Is light beer made by watering it down?

A STAFF REPORT FROM THE STRAIGHT DOPE SCIENCE ADVISORY BOARD

SHARE Is light beer made by watering it down?

Dear Straight Dope: A co-worker and I are at odds about the manner in which light beer is made. He contends the brewery adds carbonated water to dilute the liquid just before bottling. My argument is that a different mash is used, one containing less carbohydrates. This is the reason for reduced calories and alcohol. Please give us the straight dope on how “lite” beer is brewed. Thanks! Ed Nowacki, Butler, PA

SDStaff Gaudere replies:

Oh, come on, I thought everybody knew how light beer was made. All you need is a bucket of regular beer, a thirsty horse, and an empty bucket.

Kidding aside, you’re both right. “Watering down” and reducing carbohydrates in the mash are used to cut calories, alone or in combination. Some companies do indeed simply dilute their beer, which reduces the calories but also the taste and alcohol content. Others add the enzyme alpha amylase, which converts most of the dextrins (which are carbohydrates responsible for much of the beer”s aroma and flavor) to alcohol, allowing you to use a lower-carb mash and make a beer with less carbohydrates but the same amount of alcohol. Or you can add glucose in the place of some of the barley malt (glucose is more easily fully converted to alcohol than the malt), which also bumps up the alcohol content while letting you use less carbs.

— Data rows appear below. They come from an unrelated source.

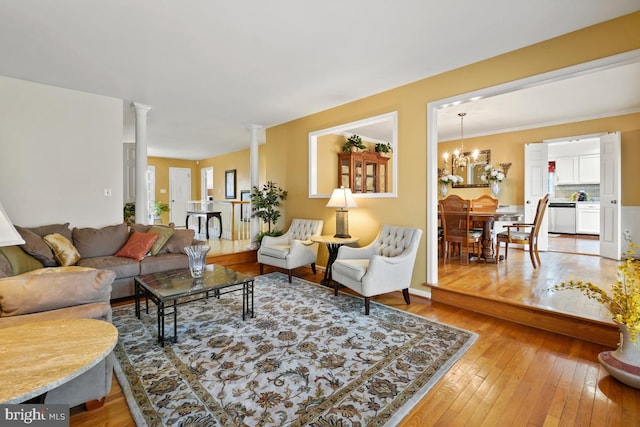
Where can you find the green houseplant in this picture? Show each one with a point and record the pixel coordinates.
(623, 303)
(158, 208)
(129, 213)
(354, 141)
(383, 147)
(264, 205)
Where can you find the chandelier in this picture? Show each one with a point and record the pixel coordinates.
(459, 159)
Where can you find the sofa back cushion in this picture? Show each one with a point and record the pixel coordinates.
(5, 267)
(53, 288)
(35, 246)
(93, 242)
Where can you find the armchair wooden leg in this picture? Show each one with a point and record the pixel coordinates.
(95, 404)
(535, 249)
(405, 294)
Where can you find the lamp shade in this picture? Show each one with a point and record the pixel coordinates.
(8, 234)
(342, 198)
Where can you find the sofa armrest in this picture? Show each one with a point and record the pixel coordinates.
(53, 288)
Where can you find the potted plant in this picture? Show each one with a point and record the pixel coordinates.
(384, 148)
(353, 143)
(623, 303)
(264, 204)
(493, 177)
(447, 179)
(158, 208)
(129, 213)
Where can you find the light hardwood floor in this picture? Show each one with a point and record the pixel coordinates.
(513, 375)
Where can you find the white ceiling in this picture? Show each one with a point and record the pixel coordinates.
(212, 68)
(604, 92)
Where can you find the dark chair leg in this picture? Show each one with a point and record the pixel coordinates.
(532, 255)
(405, 294)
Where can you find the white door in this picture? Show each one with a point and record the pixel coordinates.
(536, 175)
(179, 194)
(206, 183)
(610, 181)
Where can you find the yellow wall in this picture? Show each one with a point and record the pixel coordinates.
(286, 150)
(509, 147)
(238, 160)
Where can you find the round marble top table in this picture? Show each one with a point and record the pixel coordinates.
(39, 356)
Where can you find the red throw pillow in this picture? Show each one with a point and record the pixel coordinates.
(138, 245)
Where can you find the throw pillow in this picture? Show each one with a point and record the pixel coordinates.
(105, 241)
(36, 247)
(20, 261)
(164, 233)
(63, 249)
(144, 228)
(179, 240)
(137, 246)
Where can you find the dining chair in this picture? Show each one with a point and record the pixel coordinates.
(484, 203)
(456, 226)
(524, 234)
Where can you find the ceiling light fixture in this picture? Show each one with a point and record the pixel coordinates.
(459, 159)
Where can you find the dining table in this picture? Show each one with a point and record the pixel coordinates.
(488, 219)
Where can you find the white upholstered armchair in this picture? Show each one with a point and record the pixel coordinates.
(294, 248)
(385, 265)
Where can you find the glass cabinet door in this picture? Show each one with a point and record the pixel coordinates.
(357, 175)
(371, 177)
(345, 178)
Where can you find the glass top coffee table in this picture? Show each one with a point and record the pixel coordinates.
(171, 288)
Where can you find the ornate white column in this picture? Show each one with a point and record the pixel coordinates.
(253, 173)
(142, 214)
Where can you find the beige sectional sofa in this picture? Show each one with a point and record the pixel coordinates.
(97, 248)
(34, 286)
(63, 293)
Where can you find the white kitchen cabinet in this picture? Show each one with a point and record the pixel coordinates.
(589, 169)
(588, 218)
(567, 170)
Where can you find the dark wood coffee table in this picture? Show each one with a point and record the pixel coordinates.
(175, 287)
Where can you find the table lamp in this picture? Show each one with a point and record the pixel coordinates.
(8, 234)
(342, 199)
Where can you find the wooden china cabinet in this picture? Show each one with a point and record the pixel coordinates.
(363, 172)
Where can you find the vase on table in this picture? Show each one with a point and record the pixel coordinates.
(444, 189)
(197, 259)
(624, 363)
(495, 188)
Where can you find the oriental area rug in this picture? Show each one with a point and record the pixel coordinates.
(306, 358)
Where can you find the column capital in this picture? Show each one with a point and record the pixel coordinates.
(140, 107)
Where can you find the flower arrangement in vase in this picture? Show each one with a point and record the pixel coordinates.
(493, 177)
(447, 179)
(624, 306)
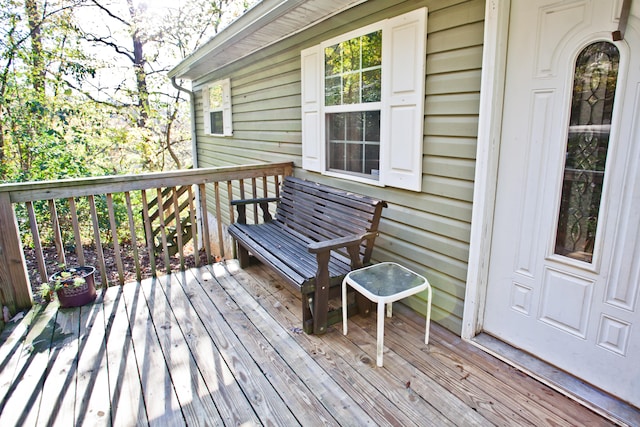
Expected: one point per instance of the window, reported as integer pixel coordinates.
(594, 86)
(363, 103)
(217, 108)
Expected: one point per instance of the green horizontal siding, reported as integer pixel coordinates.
(427, 231)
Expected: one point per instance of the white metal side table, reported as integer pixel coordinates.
(384, 284)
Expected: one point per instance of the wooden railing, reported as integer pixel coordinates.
(75, 221)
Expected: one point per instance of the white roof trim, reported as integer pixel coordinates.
(263, 25)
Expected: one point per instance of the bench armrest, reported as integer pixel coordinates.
(241, 207)
(254, 201)
(339, 242)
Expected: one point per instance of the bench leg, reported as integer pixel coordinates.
(243, 256)
(307, 317)
(321, 294)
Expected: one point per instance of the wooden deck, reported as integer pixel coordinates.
(223, 346)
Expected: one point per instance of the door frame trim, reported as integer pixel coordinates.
(496, 34)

Most light beers, however, are made from a process made possible in 1964 with the commercial introduction of amyloglucosidase. This enzyme makes all the dextrins fermentable, unlike alpha amylase, which only affects some. All the starch in a beer can then be converted to alcohol, producing a slightly more alcoholic beer (about 1% higher than standard beer). In addition, because there are no dextrins left, the alcohol is absorbed more rapidly into the bloodstream. Tasteless beer that gets you drunk pronto? Sounds like a frat boy’s dream. However, not wanting their customers to get blindsided by an unexpectedly potent drink, and perhaps realizing they can produce the beer less expensively with the same intoxicating effect of regular beer, brewers generally add water to adjust the alcohol content to slightly below that of a regular beer. There you have it — a weak-flavored, low calorie (from the loss of dextrins and subsequent dilution) beer with the same “kick” as regular beer.

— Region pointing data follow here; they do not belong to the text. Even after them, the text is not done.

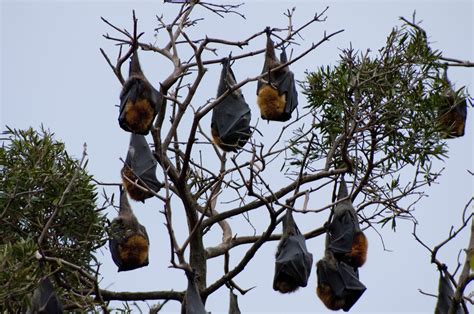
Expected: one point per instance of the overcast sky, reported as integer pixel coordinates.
(53, 74)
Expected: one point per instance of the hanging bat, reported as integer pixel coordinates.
(139, 171)
(445, 296)
(233, 305)
(44, 299)
(293, 261)
(192, 300)
(139, 101)
(453, 112)
(338, 284)
(276, 93)
(346, 240)
(230, 125)
(128, 239)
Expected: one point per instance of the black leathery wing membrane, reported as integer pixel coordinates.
(276, 93)
(140, 169)
(139, 101)
(233, 304)
(44, 299)
(346, 240)
(339, 286)
(293, 261)
(445, 295)
(230, 124)
(128, 239)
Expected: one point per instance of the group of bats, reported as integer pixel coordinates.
(338, 284)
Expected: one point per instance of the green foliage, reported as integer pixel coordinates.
(35, 170)
(379, 112)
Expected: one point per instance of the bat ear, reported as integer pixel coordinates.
(342, 189)
(135, 68)
(124, 204)
(283, 56)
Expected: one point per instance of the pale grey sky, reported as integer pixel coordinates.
(53, 74)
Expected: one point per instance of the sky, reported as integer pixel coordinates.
(52, 73)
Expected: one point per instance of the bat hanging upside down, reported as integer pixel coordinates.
(276, 93)
(128, 241)
(346, 240)
(139, 101)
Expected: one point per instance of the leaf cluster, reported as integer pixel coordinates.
(35, 170)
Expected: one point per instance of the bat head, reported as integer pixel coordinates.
(44, 298)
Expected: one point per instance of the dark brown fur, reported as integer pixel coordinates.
(134, 251)
(326, 295)
(139, 115)
(358, 254)
(270, 103)
(285, 284)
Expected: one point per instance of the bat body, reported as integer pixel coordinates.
(45, 300)
(139, 171)
(230, 124)
(139, 101)
(276, 93)
(347, 242)
(128, 241)
(192, 300)
(445, 295)
(338, 284)
(293, 261)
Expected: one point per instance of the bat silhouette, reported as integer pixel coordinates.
(338, 284)
(139, 170)
(293, 261)
(346, 240)
(139, 100)
(128, 239)
(276, 93)
(453, 112)
(230, 124)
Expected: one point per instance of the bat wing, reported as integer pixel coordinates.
(445, 294)
(286, 85)
(341, 233)
(139, 104)
(142, 162)
(193, 300)
(293, 261)
(231, 118)
(343, 281)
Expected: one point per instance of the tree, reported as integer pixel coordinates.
(348, 137)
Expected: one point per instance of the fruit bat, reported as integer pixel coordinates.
(445, 295)
(192, 300)
(44, 299)
(128, 240)
(276, 94)
(139, 101)
(233, 305)
(346, 240)
(338, 284)
(230, 125)
(140, 168)
(453, 112)
(293, 261)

Those of us who actually like beer and are willing to imbibe a few extra calories to avoid beer that tastes like watered-down dregs might want to know who we have to curse for this insipid imitation of the real thing. The first true light beer was Gablinger’s Diet Beer, produced by the Rheingold brewery in 1967. Dr. Joseph L. Owades came up with the light beer making process used. “When I got into the beer business, I used to ask people why they did not drink beer. The answer I got was twofold: One, ‘I don’t like the way beer tastes.’ Two, ‘I’m afraid it will make me fat.’ It was a common belief then that drinking beer made you fat. People weren’t jogging and everybody believed beer drinkers got a big, fat beer belly. Period. I couldn’t do anything about the taste of beer, but I could do something about the calories,” he says in retrospect.

Owades also gave the formula to a friend at Chicago’s Meister Brau brewery, which produced Meister Brau Lite later that same year. Both Gablinger’s and MB Lite flopped, however. Miller bought Meister Brau, tweaked the light beer formula, and produced the first commercially successful light beer in 1975, Miller Lite. Currently light beers account for about 38% of the total beer market share, with a 25% greater portion of female drinkers than regular beer. Even micro-brewers are getting into light beer production, afraid to miss such a lucrative market.

Hmm. Perhaps I should give light beers another try. Where’s that horse?